I am trying to simplify the expression $2\cos^{2}6x-1$.
The book got the answer of $\cos 12 x$ by doing $2\cos^{2}6x-1 = \cos2\left(6x\right) = \cos12x$
It said the double angle is $12x$. I don't know how $2\cos^{2}6x-1$ got to $\cos2\left(6x\right)$, can anyone explain how this works?
It said it used cosine of double-angle formula, but I am not sure how it got the answer.
$$\cos(2\theta) = \cos^2(\theta) - \sin^2(\theta) = 2\cos^2(\theta) - 1$$ Since $\cos^2(\theta) + \sin^2(\theta) = 1$
To prove the cosine double angle identities, we need the sum identity for cosine. That is, $\cos(x+y) = \cos x\cos y - \sin x \sin y.$ For a proof of this, see the picture below.
Now taking $y=x$, we get $\cos(2x) = \cos^2x - \sin^2x$. Now since $\sin^2x + \cos^2x = 1$, we have $\cos(2x) = \cos^2x - (1-\cos^2 x)$.
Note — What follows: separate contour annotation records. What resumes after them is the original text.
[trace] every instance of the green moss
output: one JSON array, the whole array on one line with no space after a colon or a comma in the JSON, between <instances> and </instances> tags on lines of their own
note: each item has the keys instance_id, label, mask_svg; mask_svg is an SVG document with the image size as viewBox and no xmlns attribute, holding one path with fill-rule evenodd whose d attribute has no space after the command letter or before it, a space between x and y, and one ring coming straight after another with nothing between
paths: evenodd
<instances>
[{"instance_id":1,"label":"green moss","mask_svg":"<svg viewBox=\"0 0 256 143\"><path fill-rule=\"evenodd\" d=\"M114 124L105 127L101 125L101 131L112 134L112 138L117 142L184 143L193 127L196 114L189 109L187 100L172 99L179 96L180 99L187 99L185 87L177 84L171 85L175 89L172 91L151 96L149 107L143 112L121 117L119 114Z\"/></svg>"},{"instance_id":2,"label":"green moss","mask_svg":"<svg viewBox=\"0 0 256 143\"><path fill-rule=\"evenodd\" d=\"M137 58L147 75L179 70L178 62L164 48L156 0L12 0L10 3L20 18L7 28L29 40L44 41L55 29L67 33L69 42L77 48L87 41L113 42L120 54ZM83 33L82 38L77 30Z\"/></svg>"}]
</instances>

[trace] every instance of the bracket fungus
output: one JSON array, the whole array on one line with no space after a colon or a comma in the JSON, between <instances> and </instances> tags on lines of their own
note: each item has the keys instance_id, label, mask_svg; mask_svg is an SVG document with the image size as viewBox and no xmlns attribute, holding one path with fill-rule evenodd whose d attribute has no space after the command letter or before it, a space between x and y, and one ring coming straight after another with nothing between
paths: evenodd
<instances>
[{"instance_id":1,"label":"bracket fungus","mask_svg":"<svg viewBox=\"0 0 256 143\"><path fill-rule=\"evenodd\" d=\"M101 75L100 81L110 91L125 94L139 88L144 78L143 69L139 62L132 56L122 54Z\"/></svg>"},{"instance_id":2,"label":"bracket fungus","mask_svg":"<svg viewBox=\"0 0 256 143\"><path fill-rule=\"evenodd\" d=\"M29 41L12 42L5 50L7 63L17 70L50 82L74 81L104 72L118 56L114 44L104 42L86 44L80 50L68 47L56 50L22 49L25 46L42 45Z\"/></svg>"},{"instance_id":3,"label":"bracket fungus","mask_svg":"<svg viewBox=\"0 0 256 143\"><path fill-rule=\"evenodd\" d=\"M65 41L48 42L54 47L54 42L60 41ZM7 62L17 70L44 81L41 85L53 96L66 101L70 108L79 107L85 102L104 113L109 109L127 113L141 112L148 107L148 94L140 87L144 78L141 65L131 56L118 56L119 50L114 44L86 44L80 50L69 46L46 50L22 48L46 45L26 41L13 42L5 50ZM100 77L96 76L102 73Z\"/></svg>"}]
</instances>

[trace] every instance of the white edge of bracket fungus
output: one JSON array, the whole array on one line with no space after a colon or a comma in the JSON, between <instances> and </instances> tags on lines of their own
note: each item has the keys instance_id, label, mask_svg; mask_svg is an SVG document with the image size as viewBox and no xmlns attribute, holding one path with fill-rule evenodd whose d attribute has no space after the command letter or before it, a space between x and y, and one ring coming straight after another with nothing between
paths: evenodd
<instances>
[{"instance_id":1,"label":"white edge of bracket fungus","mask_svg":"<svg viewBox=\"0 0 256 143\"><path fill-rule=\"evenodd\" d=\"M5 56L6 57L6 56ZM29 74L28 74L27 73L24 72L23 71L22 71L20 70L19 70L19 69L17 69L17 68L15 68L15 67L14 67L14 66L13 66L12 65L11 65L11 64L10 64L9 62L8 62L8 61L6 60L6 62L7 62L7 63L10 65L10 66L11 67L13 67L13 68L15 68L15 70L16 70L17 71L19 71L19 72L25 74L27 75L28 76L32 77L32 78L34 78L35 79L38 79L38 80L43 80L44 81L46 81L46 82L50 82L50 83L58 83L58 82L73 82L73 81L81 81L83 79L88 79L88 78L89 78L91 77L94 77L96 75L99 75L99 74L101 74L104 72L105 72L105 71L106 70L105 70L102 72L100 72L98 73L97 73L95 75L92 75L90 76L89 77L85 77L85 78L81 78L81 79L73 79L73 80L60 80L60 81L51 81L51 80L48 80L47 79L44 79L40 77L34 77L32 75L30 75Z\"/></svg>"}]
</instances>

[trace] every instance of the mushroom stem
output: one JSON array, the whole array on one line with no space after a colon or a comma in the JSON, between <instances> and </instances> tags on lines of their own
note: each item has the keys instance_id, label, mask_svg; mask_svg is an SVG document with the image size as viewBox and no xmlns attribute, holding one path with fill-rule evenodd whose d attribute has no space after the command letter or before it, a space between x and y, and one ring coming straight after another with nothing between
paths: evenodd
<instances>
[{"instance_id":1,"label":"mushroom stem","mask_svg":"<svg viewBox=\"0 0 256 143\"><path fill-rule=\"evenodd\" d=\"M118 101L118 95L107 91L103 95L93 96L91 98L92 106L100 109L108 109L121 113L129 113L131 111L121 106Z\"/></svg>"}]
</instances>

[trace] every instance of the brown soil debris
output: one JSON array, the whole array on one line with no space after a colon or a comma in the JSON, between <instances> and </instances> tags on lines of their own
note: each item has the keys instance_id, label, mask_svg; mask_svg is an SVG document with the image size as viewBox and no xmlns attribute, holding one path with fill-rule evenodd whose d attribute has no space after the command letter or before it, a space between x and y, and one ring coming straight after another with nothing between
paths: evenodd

Simplifying, we have $\cos(2x) = 2\cos^2x - 1.$
I get:
$$2cos^2(6x)-1=cos(12x)$$
Verify the identity:
$$2*\frac{1+cos(12x)}{2}-1{=}cos(12x)$$ $$1+cos(12x)-1=cos(12x)$$ $$cos(12x)=cos(12x)$$
Now the left hand side and right hand side are identitcal!